Jean Bartik – born 27 December 1924; died on this day, 23 March 2011

Born in Missouri USA in December 1924 to a family of teachers in Betty (as she was then known) showed promise in Mathematics, graduating from her high school in the summer of 1941 aged 16 with the highest marks in maths ever seen at her school. She began her degree in Maths and English at her local teachers’ college (which is now Northwest Missouri State University) but everything changed dramatically a few months in when the US became involved in the Second World War. The men (teachers and students) were called up for war service leaving a dwindling department and her studies were paused, resuming only in 1943 when retired professors were brought in to teach; she graduated in January 1945, the only person in her year to graduate in Maths.
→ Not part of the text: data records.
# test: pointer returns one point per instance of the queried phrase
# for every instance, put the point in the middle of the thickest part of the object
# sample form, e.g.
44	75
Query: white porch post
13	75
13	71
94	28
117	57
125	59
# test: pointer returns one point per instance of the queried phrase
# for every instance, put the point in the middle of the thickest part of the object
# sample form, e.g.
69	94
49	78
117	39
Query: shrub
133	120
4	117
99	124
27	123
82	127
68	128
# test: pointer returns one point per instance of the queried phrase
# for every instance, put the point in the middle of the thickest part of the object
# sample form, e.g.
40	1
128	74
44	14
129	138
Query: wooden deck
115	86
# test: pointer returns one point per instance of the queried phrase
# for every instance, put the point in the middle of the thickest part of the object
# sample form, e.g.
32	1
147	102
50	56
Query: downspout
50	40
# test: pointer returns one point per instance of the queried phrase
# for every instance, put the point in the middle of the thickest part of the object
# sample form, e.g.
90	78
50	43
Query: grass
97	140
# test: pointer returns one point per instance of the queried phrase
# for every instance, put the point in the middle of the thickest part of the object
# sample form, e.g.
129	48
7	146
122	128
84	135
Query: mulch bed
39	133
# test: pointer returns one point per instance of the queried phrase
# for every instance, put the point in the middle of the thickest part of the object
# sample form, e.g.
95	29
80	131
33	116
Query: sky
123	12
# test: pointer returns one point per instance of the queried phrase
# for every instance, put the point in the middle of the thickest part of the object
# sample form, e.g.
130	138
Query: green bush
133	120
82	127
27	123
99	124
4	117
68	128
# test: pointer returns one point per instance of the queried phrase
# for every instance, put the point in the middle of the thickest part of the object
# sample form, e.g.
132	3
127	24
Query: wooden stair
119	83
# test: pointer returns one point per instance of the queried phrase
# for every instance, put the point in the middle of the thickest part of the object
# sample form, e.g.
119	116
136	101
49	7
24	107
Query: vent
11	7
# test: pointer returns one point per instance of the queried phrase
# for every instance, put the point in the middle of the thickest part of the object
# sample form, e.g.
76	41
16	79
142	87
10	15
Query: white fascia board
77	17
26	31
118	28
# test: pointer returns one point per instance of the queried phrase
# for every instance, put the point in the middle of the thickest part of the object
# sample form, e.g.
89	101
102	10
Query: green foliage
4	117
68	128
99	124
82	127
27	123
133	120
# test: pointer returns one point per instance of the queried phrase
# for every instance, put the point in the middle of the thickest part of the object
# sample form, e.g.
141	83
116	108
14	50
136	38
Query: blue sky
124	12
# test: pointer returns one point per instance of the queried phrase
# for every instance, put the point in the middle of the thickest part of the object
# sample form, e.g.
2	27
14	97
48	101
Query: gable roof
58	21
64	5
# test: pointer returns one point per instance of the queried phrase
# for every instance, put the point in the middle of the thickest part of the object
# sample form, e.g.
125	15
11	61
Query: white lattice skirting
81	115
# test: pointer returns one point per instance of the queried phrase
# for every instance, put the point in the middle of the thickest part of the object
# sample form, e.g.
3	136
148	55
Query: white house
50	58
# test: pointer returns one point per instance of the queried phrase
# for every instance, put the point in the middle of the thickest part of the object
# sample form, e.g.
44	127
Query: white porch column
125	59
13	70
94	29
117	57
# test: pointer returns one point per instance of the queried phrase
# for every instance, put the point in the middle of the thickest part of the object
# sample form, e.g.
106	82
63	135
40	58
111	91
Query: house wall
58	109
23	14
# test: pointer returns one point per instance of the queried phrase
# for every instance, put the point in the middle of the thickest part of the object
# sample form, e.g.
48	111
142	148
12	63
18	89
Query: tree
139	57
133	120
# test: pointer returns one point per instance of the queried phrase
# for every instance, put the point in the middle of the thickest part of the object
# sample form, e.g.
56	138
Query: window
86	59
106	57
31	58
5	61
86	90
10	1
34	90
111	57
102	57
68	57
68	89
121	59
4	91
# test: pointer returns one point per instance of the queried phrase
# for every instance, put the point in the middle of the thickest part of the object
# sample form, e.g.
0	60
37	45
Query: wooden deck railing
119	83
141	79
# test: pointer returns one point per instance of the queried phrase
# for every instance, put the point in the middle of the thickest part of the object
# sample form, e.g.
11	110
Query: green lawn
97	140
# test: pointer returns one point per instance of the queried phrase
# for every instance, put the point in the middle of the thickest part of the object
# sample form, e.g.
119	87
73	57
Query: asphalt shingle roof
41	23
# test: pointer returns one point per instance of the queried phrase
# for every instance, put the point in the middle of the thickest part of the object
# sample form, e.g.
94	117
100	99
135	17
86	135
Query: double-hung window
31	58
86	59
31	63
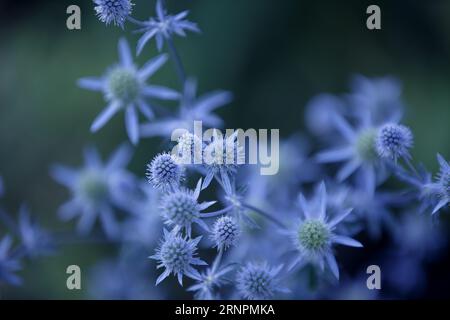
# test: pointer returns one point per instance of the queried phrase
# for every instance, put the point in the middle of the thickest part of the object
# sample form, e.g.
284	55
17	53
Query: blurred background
273	55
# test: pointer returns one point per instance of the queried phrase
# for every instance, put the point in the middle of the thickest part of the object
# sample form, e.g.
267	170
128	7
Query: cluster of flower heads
264	236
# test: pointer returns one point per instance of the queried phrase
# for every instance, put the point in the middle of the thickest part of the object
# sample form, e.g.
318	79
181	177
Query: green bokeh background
273	55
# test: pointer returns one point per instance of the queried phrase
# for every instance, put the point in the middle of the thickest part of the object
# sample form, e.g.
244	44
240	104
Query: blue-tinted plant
96	189
177	255
125	88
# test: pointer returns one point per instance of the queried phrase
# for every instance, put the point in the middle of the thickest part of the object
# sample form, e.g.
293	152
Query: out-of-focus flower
115	11
181	208
164	172
177	254
259	281
8	264
314	236
191	109
394	141
35	240
125	88
163	27
96	189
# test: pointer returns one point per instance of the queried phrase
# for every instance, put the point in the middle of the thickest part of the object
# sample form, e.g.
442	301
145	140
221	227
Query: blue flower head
35	240
181	208
115	11
177	254
259	281
314	235
163	26
125	88
96	189
8	264
357	151
394	141
225	232
163	172
221	157
442	184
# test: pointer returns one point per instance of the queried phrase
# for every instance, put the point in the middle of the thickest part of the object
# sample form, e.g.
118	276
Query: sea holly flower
441	187
210	281
259	281
181	208
191	109
8	263
34	240
96	189
164	172
394	141
143	225
125	88
115	11
177	254
163	27
221	158
314	235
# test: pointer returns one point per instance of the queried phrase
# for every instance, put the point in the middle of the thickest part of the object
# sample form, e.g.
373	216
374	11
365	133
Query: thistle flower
221	158
35	240
180	208
163	26
125	88
225	232
8	264
115	11
393	141
177	254
96	189
164	172
441	187
314	236
259	281
191	109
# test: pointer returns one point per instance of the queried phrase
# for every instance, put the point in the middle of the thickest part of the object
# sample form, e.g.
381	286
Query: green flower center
123	84
365	145
313	235
92	186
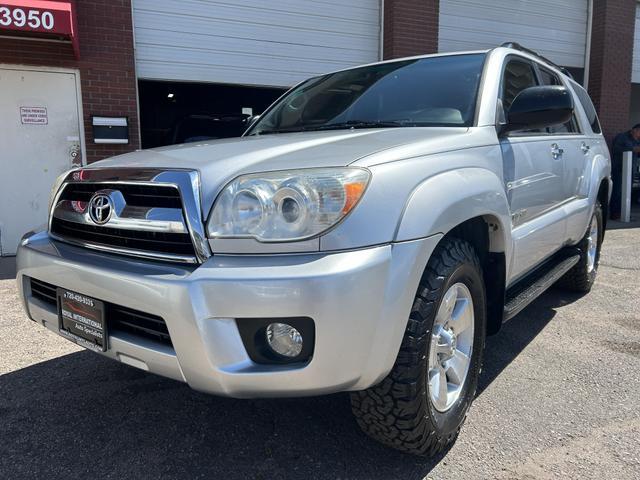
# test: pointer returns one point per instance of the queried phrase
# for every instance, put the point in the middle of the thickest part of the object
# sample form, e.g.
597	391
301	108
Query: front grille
172	243
118	319
138	195
149	241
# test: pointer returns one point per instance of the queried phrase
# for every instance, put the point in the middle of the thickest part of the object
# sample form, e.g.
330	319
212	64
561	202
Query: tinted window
589	109
437	91
550	78
518	75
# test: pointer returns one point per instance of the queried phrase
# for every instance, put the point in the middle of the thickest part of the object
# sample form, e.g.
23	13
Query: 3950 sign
14	17
19	17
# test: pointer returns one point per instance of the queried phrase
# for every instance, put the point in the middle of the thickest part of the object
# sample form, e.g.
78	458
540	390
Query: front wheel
421	405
Although her family encouraged her to become a local maths teacher she decided to seek more distant adventures. The University of Pennsylvania in Philadelphia (~1,000 miles away) had put out a call for people with maths skills to help with the war effort, she applied and was accepted. Along with over 80 other women she was employed to calculate, using advanced maths including differential calculus equations, accurate trajectories of bullets and bombs (ballistics) for the military. She and her colleagues were ‘human computers’ (people who did calculations before the word meant what it does today) creating range tables, columns of information that told the US army where they should point their guns to be sure of hitting their targets. This was complex work that had to take account of weather conditions as well as more obvious things like distance and size of the gun barrel.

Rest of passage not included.